Le travail se trouvant, en fait, au fond des bois, l’habitat est dispersé, les villages sont éclatés en un nombre de hameaux d’autant plus difficile à suivre qu’il varie dans le temps.
Les noms de familles ne sont pas fixés (nous ne sommes pas en France; juridiquement, l’Edit de Moulin ne s’applique pas); et de plus, ils sont peu caractéristiques d’une famille (prénoms, noms de métier). Si bien qu’il est, sauf exception (nom très particulier comme Strasbach), à peu près impossible de prolonger les tableaux généalogiques au delà de la période des registres paroissiaux.
Pourtant, en théorie, il y a pléthore de « documents de secours »:
- - cette véritable petite entreprise qu’était le Comté de Salm disposait d’une comptabilité élaborée (voir le travail de Pierre Geny) avec indication nominative des villageois qui étaient en rapports d’affaires avec les Comtes
- - lors du partage de 1598, plusieurs villages firent l’objet de partages du genre « Les maisons de Jean et de Dimanche sont au Comte, celles de Colas et de Bastien sont au Prince », ce qui donna l’occasion de dresser des listes exhaustives d’habitants pour plusieurs villages
Mais ces riches documents nominatifs ne sont guère exploitables étant donné la mobilité des populations et la variabilité des noms.

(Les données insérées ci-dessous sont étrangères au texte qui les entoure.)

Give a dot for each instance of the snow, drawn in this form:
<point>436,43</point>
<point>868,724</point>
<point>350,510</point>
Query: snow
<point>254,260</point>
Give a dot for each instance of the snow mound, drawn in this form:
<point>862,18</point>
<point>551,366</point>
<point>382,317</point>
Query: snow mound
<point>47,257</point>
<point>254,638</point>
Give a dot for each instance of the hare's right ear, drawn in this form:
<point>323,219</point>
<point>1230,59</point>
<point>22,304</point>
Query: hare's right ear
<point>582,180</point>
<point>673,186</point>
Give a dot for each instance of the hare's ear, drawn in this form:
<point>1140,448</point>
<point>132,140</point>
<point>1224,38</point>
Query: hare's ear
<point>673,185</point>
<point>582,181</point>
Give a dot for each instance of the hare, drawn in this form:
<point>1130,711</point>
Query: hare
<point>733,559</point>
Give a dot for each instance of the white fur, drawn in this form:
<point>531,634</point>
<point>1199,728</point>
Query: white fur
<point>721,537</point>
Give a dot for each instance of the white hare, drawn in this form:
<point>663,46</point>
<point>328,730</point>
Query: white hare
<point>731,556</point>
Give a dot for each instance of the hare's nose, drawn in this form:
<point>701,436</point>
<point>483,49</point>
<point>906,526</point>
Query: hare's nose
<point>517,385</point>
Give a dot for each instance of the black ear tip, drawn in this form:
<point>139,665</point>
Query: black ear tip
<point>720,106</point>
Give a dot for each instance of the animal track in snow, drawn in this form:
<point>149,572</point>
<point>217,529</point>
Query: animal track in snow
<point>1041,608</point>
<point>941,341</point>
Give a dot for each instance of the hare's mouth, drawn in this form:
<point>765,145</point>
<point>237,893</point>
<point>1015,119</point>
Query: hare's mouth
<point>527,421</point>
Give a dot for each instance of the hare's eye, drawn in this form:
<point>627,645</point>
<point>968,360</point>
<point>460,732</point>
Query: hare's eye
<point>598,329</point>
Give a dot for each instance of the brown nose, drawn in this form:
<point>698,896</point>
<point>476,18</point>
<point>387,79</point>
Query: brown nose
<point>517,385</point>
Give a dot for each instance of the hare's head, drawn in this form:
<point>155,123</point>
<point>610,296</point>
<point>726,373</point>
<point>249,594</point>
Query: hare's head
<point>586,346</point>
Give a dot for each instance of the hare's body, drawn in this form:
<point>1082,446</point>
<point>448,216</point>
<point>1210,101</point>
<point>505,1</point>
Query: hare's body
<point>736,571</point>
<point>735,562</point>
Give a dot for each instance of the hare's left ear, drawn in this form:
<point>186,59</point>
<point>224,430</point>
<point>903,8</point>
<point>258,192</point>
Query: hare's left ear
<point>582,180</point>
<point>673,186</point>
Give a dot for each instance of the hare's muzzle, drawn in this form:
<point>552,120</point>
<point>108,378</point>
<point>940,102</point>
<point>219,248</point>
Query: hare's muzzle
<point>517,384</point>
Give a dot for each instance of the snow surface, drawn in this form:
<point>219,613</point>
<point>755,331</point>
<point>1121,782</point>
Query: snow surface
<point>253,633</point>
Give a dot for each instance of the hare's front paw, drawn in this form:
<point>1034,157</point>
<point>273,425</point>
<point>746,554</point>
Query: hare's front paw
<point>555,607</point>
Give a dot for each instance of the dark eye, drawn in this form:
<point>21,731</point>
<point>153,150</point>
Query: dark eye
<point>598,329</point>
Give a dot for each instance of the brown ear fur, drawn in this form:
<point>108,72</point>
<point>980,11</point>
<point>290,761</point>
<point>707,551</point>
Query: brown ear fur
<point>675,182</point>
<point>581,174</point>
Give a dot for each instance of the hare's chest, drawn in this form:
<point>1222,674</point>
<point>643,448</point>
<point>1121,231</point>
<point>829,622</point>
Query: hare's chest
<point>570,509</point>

Nous prendrons pour exemple la liste des habitants de La Broque telle qu’elle est établie à l’occasion du partage de 1598. Cette liste est la suivante:
Maurice le Bouchier ( = boucher); Colas Boulangier ( = boulanger ou meunier ou vraisemblablement les deux à la fois); Jean Loilier (= fabricant d'huile); Tisserant (tisserand); Parmentier ( = tailleur); Courdonnier (cordonnier); Fayer (celui qui travaille le hétre, fagus = menuisier ); Roch Marchal, le maréchal-ferrand; Jean Cherrier, ( = charretier ); Mercier (marchand); Mengeon Crammer; Séliox (3 familles); Demenge Bailly; Jean Bannerot; Blaise; Clans; Claudin; Antoine; Crétien, François, George, Henry, Michiel, Pierron (Pierre), Mathieu; Cunin; Genin (diminutif d'Eugène); Gennesson; Cristofle; Lienard (= de Léonard, le saint patron des mineurs de Framont); Mathis ; Coichot, Armesson; Le Gouette; Claudon Ysard
Nous observons le grand nombre des noms de métier: c’est par son utilité sociale que le seigneur désigne chacun de ses sujets. En revanche, dans les registres paroissiaux, les prénoms utilisés comme noms de famille dominent.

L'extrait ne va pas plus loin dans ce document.